Growing up I was a pretty quiet kid. I was the only child for 6 years, so entertaining myself was easy. I was content with playing alone and making up stories about dinosaurs that ate pizza. Unfortunately sometimes my stories would cloud my reality and I'd end up lying about things without even realizing it. Sorry mom and dad.
I guess you could say I was my namesake. Growing up as an introvert made it easy to be patient. I wasn't clawing for attention or trying to rush ahead of people in line at Maggie Moo's. Oh Maggie how I miss you.
I read a lot. A LOT. I savored every page and never skipped ahead to the good parts.
Mario Kart and 1080 Snowboarding were life. Every level. Every morsel. Every neon orange cheeto covered finger on that Nintendo 64 controller. FAST FORWARD 10 YEARS...
I yell in traffic and absolutely hate long lines. Sometimes I can't sit still long enough to get through a 50 minute episode of a really good TV show. I ignore phone calls on occasion because I'm not patient enough to listen to the other person (just being transparent here). And now I'm currently having trouble waiting for this microwave to warm up my coffee.
Is it me or is it just our culture? I feel that 10 years ago I wasn't constantly in a hurry. Sure I enjoyed hustling and getting things done, but I made an effort to enjoy each moment as it came to me. I wasn't constantly worried about the next thing (unless it was 3 days before Christmas). And I didn't mind killing time for a few hours if I needed to.
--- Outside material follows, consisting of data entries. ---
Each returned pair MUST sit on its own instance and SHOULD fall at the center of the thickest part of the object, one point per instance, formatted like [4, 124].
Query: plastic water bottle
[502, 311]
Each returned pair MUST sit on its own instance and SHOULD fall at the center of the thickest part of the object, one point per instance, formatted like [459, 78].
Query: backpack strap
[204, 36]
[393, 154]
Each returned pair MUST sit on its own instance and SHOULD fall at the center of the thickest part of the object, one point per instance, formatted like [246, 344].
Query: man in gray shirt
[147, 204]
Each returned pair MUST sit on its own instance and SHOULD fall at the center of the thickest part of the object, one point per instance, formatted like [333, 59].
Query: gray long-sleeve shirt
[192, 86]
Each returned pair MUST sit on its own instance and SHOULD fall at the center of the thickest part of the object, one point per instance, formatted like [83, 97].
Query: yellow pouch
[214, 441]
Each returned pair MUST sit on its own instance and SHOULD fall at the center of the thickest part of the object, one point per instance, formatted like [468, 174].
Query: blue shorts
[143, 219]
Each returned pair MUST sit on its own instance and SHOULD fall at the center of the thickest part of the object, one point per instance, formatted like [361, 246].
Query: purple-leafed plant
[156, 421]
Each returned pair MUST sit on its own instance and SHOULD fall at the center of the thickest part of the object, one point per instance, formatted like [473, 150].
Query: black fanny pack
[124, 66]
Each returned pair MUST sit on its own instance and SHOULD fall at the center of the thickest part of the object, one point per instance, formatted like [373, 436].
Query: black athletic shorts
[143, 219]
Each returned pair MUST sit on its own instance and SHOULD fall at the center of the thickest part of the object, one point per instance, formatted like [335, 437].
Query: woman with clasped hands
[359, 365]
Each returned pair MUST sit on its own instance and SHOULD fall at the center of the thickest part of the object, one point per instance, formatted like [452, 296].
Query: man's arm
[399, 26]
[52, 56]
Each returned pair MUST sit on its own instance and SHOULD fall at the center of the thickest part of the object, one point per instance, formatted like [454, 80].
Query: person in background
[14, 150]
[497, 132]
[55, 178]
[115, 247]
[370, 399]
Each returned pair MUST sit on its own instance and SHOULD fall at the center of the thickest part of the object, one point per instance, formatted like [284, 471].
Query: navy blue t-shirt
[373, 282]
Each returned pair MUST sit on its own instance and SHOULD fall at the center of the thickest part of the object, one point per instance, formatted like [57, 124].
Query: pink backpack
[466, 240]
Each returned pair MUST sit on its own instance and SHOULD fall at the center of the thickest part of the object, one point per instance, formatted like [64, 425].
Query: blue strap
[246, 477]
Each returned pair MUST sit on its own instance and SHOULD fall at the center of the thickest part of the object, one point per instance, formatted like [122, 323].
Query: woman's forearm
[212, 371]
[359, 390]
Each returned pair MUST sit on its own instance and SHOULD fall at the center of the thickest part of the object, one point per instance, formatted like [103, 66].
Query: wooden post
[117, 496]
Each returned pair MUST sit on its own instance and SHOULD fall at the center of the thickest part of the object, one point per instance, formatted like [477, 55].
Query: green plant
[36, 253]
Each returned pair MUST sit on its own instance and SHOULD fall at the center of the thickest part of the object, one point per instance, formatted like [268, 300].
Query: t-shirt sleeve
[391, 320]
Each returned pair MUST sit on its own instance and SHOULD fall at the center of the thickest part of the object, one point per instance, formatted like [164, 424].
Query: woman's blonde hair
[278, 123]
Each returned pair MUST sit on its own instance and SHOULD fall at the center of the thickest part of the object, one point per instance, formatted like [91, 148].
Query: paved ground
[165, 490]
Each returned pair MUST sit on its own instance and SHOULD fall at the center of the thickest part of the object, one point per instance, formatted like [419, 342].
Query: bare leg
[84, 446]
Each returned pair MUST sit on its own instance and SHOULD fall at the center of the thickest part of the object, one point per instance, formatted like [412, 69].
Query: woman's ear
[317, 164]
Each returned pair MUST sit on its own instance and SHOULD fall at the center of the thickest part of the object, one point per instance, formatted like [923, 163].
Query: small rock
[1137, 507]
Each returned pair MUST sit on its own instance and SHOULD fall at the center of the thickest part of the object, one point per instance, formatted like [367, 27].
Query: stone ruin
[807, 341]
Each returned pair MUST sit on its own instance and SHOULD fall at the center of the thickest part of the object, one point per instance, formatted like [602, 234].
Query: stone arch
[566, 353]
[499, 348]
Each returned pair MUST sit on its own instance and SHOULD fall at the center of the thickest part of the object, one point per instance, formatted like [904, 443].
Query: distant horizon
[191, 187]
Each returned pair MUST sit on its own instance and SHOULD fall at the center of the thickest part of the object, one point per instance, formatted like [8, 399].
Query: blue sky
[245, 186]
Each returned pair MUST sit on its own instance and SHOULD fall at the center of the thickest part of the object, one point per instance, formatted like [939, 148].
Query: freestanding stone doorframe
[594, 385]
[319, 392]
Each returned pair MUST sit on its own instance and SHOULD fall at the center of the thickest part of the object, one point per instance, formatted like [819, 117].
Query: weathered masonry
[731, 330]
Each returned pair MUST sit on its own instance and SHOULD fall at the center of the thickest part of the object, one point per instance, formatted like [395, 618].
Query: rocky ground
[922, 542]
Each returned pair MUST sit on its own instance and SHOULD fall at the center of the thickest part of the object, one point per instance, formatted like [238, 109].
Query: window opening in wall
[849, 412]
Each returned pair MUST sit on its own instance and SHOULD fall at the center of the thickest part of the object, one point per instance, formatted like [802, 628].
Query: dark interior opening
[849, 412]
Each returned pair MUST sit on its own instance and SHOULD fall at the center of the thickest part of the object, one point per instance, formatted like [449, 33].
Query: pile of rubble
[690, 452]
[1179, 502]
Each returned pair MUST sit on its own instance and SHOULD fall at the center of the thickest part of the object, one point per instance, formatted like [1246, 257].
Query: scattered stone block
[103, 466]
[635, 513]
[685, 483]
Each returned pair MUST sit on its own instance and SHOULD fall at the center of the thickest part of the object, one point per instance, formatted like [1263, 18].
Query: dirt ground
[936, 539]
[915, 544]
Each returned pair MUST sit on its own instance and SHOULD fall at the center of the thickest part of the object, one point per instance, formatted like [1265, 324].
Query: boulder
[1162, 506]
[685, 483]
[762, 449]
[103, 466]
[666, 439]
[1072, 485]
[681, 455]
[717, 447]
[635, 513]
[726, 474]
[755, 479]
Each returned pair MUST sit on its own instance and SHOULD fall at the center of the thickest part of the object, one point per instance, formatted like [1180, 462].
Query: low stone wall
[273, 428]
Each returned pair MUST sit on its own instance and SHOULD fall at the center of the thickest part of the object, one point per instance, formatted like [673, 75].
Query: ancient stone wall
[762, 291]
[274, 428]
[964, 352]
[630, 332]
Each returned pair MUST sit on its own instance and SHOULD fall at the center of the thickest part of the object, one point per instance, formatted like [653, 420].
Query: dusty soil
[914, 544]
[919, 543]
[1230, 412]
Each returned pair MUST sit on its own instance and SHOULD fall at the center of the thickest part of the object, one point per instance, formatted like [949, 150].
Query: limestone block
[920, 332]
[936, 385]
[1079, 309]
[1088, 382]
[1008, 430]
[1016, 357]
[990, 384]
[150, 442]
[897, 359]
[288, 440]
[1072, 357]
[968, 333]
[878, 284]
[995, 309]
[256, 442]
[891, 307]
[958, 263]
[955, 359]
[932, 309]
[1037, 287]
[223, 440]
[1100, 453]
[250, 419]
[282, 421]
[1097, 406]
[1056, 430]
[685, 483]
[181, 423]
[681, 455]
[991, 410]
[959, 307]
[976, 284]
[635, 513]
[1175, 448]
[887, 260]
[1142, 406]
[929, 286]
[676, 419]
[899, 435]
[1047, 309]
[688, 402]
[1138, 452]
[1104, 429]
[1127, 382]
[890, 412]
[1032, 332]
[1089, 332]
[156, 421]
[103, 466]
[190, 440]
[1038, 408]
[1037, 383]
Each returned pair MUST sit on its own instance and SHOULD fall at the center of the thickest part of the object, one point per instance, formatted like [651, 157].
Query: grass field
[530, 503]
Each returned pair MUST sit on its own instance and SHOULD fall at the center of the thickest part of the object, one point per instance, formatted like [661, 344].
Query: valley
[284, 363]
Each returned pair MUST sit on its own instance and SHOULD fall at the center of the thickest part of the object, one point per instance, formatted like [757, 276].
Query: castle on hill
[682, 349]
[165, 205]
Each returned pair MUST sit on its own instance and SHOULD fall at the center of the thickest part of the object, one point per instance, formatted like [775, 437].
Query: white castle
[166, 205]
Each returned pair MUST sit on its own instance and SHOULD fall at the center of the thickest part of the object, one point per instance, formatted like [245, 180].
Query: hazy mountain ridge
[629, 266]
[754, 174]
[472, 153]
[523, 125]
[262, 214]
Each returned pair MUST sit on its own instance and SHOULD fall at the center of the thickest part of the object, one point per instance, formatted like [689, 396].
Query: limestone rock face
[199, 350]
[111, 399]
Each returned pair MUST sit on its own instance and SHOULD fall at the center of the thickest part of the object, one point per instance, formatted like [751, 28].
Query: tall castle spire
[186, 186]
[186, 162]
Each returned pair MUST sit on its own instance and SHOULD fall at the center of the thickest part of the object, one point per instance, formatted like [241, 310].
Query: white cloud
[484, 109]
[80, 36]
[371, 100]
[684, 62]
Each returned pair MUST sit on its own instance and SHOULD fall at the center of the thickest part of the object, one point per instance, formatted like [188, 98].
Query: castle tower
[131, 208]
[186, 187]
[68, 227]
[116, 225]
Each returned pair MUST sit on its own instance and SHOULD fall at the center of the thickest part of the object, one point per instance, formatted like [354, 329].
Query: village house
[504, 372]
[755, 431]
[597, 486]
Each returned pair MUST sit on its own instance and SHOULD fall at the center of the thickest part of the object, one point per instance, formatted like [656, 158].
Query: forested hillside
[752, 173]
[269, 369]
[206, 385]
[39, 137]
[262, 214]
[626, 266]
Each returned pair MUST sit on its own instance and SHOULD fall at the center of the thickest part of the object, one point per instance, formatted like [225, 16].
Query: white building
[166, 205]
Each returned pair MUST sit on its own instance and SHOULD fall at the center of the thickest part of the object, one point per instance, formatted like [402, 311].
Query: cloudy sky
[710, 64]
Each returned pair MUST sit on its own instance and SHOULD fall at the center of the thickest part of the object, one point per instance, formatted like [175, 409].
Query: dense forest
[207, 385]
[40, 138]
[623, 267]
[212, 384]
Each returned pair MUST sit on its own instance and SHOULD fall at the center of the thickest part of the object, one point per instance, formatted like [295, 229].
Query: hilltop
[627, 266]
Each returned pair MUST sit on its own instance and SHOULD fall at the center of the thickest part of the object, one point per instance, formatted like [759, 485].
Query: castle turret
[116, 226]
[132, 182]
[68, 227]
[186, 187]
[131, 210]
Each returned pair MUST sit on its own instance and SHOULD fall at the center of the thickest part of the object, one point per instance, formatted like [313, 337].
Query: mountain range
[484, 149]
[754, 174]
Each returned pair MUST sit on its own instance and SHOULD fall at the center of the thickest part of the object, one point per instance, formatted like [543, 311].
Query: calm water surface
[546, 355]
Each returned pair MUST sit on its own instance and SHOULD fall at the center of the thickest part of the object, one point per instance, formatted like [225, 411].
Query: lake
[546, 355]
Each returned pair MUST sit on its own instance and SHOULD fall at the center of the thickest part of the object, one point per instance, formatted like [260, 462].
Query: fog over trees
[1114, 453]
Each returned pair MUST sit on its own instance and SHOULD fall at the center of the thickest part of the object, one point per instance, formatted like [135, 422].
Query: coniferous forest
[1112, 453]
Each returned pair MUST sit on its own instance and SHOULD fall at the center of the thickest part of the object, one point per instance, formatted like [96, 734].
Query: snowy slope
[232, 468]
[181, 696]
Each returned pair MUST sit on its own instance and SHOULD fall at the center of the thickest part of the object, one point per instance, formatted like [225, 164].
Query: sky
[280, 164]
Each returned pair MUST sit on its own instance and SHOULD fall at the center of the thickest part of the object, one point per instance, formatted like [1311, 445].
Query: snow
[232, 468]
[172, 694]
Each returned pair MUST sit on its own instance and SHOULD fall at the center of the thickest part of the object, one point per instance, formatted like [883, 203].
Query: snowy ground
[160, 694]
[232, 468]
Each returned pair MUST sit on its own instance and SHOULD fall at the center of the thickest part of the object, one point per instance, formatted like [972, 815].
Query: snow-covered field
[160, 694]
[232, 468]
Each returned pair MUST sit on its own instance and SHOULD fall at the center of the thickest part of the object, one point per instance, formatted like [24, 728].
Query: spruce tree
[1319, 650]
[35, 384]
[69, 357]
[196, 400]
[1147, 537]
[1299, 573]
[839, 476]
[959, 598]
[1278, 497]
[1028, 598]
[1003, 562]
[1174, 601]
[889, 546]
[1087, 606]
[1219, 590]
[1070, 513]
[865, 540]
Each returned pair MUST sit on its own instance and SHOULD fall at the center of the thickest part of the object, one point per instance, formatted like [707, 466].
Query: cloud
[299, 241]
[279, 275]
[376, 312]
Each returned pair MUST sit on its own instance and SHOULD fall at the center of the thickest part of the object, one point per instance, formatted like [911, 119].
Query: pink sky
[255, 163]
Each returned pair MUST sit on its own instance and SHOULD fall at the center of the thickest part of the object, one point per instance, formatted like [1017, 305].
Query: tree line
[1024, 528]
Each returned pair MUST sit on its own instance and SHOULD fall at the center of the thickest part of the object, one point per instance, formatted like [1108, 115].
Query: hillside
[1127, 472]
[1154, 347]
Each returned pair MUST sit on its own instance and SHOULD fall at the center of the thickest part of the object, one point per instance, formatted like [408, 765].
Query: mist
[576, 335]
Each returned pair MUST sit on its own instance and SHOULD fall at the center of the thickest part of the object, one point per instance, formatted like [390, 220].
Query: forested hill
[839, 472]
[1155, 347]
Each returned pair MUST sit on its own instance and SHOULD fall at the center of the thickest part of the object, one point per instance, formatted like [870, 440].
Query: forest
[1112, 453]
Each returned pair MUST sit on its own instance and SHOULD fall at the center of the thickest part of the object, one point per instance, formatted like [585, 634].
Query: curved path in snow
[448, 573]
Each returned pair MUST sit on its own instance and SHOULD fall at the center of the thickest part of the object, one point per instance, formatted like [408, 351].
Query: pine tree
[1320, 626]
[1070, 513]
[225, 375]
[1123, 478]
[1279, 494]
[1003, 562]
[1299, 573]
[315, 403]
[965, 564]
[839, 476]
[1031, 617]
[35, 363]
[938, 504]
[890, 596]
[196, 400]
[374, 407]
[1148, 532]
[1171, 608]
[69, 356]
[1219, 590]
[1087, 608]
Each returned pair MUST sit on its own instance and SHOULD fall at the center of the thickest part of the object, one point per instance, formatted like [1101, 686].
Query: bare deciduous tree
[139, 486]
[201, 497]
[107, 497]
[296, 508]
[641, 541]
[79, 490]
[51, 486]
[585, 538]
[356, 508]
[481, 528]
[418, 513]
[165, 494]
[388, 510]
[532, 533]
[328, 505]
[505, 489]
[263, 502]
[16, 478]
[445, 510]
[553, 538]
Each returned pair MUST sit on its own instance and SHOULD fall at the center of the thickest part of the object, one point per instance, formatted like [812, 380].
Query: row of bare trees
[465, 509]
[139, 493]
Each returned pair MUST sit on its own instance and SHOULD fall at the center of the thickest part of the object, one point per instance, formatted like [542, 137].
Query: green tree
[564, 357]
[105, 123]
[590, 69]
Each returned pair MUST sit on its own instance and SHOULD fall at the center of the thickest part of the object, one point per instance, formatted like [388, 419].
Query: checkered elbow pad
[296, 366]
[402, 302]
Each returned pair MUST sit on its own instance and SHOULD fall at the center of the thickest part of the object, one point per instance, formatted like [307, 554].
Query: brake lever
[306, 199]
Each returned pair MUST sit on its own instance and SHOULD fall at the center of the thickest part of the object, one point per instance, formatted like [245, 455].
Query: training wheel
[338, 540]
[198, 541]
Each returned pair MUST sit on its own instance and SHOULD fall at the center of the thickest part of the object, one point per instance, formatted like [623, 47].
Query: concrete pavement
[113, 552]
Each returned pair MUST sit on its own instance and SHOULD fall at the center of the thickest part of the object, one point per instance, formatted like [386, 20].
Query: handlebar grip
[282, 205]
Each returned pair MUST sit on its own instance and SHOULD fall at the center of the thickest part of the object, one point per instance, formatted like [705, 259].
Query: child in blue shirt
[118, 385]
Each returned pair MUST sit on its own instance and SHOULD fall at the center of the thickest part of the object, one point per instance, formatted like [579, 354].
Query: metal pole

And now maybe because I'm constantly flooded with news of what other people are up to I feel this need for everything good in my life to happen right NOW.
Stupid I know right.
But think about it. Think about how much we are a culture of now, instant, and skip this ad in 5-4-3-2–
I don't believe in New Year's Resolutions (because I can never keep those pesky little commitments). But I do think there is something to be said about fresh starts. I've always romanticized the idea of packing up everything into one suitcase and moving abroad (hopefully doing that one day). Or cutting all of my hair off and dying it blue. Or changing my name to Z and starting an underground revolution full of rioting hackers clad in all black.
You get my point.
So what's this year's fresh start?
I think I need to learn how to wait. I think I need to stop comparing my journey to everyone else's and be content with where my journey is at the moment. I need to be okay with my car sitting idle on the side of the road with a flat while the other cars zip past me. My car is just fine and I've got my spare, I just need to wait for the right tools to fix it. I need to realize that there are things that take TIME to develop into even better things and that hey, that's OK.
Time. Like actual seconds, and minutes and hours and days and weeks. Real time.
I need to learn how to tackle each project and goal with a certain air of diligence that only patience can provide, and be OK with that.
I need to be my own Mr. Miyagi and wax on (I'm so corny it hurts), while learning from my mistakes and allow myself to fix them. I'm sure it's going to be REALLY hard. But I'm working on it.
I should probably stop yelling in traffic too, but that can wait.